Also known as learning disability psychiatry, the psychiatry of intellectual disabilities involves working with people with learning disabilities, who are much more likely than the general population to experience mental health conditions.

Psychiatrists treat severe mental illness as well as a range of other mental health conditions, such as autistic spectrum disorders and anxiety disorders.

People may have physical problems and often present non-specifically (for example with withdrawal or behaviour problems) and finding out the cause is a fascinating diagnostic challenge.

It is also essential to consider the system around the person (such as family, support staff) to understand clinical problems.

Career roles and progression

Medical degree

Courses normally last five years, or four years for a graduate entry programme. They involve basic medical sciences as well as clinical training on the wards. Individual universities will set their entry requirements and you can apply for a medical degree through UCAS.

Foundation training

After graduation, a two-year integrated foundation training programme is mandatory for anyone who wants to become a doctor in the United Kingdom. It acts as a bridge between undergraduate and specialty training and gives doctors in training the practical and theoretical skills and they need to manage acutely ill patients. Full medical registration is awarded after the completion of year one. 

You will receive a salary during foundation training.

Specialist Training

In the specialty of psychiatry, the core training programme lasts three years. During this time, the doctor in training must pass the member of the Royal College of Psychiatrists examination in order to complete the core training. This is followed by an open competition to enter a higher specialty training post. It is important to note that the application following core training is competitive and does not guarantee a specialty training post.

Higher training Higher psychiatry training is a three-year programme and reflects the sub-specialty you have chosen – in this case psychiatry of intellectual disabilities (also known as learning disabilities) – however there will also be opportunities to work in other sub-specialties such as forensics, neuropsychiatry, and social and rehabilitation psychiatry. A certificate of completion of training (CCT) is awarded on successful completion of the higher training programme and you will be entered onto the General Medical Council’s Specialist Register.

Consultant posts

Once you have your certificate of completion of training you can apply for a consultant post, which means you can work independently and may lead a multi-professional team.

Speciality or Associate Specialist Doctors

In learning disability psychiatry, some doctors are neither doctors in training nor consultants, and are working in Specialty or Associate Specialist (SAS) posts. They may have chosen this route for a variety of reasons and are required to be responsible to a named consultant. There is a route to a consultant post from an specialty or associate specialist post, should the doctor wish to progress in this manner, known as the Certificate of Entry onto the Specialist Register (CESR).
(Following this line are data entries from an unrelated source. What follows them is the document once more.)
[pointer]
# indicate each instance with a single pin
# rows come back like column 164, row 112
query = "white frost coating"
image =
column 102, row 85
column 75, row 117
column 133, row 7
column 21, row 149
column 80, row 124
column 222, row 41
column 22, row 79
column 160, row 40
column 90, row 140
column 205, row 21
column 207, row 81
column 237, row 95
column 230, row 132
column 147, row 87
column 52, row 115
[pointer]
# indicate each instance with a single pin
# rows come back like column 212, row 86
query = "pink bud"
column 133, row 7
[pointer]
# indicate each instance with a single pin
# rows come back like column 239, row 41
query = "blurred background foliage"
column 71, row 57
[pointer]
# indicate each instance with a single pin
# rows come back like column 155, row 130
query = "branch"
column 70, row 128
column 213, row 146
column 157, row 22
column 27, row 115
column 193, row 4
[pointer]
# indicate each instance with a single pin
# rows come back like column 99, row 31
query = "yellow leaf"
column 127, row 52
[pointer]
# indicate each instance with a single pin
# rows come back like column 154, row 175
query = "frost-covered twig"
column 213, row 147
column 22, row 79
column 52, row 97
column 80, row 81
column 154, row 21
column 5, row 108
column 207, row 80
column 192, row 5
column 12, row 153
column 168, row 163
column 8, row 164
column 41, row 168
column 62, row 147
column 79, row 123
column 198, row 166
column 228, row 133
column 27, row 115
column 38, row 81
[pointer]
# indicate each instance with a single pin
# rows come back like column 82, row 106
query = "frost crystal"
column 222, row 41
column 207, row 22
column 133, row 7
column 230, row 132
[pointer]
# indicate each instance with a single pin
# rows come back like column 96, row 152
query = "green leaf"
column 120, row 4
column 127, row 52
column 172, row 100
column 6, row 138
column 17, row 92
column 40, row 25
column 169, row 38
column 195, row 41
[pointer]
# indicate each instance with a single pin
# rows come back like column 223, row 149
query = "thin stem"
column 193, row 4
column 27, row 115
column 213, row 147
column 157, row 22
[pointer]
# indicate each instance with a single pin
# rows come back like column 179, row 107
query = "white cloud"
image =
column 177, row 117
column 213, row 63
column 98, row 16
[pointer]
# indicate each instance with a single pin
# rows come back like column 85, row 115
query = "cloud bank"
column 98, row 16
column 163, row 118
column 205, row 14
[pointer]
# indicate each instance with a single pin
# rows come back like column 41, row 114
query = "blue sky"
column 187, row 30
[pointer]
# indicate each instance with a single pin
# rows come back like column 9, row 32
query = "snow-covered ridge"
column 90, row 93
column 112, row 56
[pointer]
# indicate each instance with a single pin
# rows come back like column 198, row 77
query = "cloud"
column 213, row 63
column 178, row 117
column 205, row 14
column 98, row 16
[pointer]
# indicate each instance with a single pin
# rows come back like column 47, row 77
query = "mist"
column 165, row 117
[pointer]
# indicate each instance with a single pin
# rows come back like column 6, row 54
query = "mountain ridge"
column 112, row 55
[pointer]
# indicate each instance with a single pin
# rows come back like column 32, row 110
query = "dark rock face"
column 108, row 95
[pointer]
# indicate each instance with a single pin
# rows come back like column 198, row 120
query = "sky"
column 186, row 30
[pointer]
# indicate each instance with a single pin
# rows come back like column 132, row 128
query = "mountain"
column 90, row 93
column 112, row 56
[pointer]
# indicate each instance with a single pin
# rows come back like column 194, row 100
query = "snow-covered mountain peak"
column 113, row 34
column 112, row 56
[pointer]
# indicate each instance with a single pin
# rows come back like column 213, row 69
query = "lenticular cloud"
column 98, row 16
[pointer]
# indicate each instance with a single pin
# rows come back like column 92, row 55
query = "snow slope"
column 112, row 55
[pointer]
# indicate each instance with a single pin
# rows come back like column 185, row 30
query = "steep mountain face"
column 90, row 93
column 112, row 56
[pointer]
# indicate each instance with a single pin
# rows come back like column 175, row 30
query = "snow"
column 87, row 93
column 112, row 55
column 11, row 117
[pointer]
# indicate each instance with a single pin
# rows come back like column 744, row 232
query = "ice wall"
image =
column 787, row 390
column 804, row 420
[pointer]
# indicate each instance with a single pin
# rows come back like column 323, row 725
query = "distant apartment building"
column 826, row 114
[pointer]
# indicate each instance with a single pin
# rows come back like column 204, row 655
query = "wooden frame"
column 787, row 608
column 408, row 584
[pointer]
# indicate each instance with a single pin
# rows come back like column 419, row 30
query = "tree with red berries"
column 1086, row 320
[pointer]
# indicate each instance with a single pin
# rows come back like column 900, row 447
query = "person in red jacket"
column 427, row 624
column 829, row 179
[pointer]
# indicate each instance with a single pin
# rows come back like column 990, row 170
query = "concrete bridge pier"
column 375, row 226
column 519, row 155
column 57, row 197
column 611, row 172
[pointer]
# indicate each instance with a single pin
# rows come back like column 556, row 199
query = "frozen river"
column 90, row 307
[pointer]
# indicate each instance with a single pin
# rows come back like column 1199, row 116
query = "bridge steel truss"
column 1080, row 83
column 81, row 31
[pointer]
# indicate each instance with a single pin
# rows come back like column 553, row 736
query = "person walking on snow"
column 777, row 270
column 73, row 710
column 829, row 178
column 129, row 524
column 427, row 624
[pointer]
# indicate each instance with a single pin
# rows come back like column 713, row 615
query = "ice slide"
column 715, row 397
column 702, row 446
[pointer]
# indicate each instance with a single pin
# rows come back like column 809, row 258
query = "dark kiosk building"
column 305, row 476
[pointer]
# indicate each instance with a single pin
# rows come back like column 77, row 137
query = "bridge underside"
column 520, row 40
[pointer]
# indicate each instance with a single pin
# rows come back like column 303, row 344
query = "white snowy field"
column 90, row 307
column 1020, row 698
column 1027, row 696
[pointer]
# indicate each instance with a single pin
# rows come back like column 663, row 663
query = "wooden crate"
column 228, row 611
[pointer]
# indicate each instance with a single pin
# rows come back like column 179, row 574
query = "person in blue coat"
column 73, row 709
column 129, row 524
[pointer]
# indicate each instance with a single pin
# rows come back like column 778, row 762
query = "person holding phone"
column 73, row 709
Staff, Associate Speciality and Speciality (SAS) Doctor

Staff, Associate Specialist and Speciality  doctor posts in learning disability psychiatry offer the opportunity to focus more on providing direct patient care and less on the non-clinical responsibilities required of a consultant or trainee.
Depending on their personal interests and experience – and the available opportunities in their trust and specialty – staff, associate specialist and speciality  doctors can be involved in teaching, service development, research, or management and leadership.
Learning disability psychiatry offers a great deal of opportunity for a high degree of autonomous working to experienced staff, associate specialist, and speciality  doctors.

When you have completed your higher speciality training, you will receive your CCT (Certificate of Completion of Training), which makes you eligible to work as a consultant learning disability psychiatrist.


Why choose learning disability psychiatry

A career in learning disability psychiatry is rewarding, varied, and interesting, and offers ample opportunity for flexible working, thus making it an extremely family-friendly speciality.

Where psychiatrists can work

In this field, you are very likely to be working in a community setting such as a clinic or even someone’s home.

Some psychiatrists work in hospital environments with patients who have been admitted for treatment of severe mental health conditions. Some of these patients will be detained under the Mental Health Act.